6. Title IX does not define the term “sex” to include “gender identity.” Title IX does not define the term “sex.”
7. Congress has denied repeated attempts to expand the term “sex” from its meaning as used in Title IX.
8. On May 18, 2016, HHS published the new rule and arbitrarily expanded the term of “sex” to include “gender identity.”
9. The new rule applies to all entities and individuals that offer health care services that are in any way financed by the U. S. Government, such as Medicare or Medicaid.
10. On August 21, 2016, the United States District Court for the Northern District of Texas, issued an injunction against the U. S. Department of Education’s [DOE] recent guidelines on transgender use of bathrooms and “concludes § 106.33 [of title IX rules] is not ambiguous. It cannot be disputed that the plain meaning of the term sex as used in § 106.33 when it was enacted by DOE following passage of Title IX meant the biological and anatomical differences between male and female students as determined at their birth. See 34 C.F.R. § 106.33.”

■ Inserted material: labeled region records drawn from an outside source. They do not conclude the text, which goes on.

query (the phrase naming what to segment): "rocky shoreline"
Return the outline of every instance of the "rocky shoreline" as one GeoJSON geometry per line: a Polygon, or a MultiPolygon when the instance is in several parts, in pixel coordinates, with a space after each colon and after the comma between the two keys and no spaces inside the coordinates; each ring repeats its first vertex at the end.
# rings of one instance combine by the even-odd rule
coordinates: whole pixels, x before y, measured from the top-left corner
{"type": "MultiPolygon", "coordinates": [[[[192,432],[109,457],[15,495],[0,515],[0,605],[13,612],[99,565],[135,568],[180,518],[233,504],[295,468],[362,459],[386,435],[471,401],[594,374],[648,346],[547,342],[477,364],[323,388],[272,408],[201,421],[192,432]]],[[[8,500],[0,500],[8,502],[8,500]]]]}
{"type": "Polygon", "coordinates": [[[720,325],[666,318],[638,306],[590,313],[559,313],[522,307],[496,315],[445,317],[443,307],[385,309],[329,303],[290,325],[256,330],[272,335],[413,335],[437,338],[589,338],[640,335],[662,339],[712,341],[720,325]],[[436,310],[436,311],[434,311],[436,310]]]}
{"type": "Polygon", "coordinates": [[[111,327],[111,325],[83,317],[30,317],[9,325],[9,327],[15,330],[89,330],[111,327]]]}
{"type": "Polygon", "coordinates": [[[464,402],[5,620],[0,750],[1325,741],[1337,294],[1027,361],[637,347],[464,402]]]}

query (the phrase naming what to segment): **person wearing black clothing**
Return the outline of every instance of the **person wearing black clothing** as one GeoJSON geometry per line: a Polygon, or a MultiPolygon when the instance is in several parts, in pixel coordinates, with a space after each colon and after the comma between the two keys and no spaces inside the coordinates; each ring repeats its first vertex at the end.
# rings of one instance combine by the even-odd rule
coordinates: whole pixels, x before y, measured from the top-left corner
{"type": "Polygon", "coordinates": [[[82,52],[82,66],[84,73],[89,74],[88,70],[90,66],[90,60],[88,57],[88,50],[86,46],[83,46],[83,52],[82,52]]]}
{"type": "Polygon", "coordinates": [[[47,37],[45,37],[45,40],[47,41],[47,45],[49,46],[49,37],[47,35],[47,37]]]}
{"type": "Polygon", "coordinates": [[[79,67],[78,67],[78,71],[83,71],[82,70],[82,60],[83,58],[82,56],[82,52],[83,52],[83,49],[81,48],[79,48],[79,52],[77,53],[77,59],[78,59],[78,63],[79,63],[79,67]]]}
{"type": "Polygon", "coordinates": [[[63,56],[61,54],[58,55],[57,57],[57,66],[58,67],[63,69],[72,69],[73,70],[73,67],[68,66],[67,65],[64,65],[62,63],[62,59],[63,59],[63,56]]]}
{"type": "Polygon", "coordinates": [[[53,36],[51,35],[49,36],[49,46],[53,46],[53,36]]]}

11. Therefore, HHS cannot redefine the term “sex” to include “gender identity.”
12. HHS had actually used these DOE guidelines as authority for its right to expand the term “sex” to include “gender identity” in the new rule.
So again, we have the Obama administration circumventing Congress in order to push a political agenda forward. It does it with complete disregard for the rights of surgeons and physicians. The Obama administration would force a surgeon and physician to disregard their medical judgment. Even if the surgeon and physician thought the sexual transition procedure or procedures were not medically beneficial or necessary, the Government would force them to perform the transition surgery.
If they do not comply, then the U. S. Government will punish them.
The Government’s contempt for the Hippocratic Oath is clear. A physician is to do no harm. The physician and surgeon are the arbiters of whether or not harm will be done. Not the Government.
This contempt can be seen in HHS’s statement that “a categorization of all [sexual] transition-related treatment – as experimental, is outdated and not based on current standards of care.” See 81 Fed. Reg. at 31435 and 31429.
That is a decision for each surgeon and physician to make, not a decision the Government should be making.
The Government should not be interfering in the physician/patient relationship, particularly in the area of sexual transition procedures.
Common sense dictates that interference, use of force and threats of punishment will only result in decreased availability of these procedures in the future.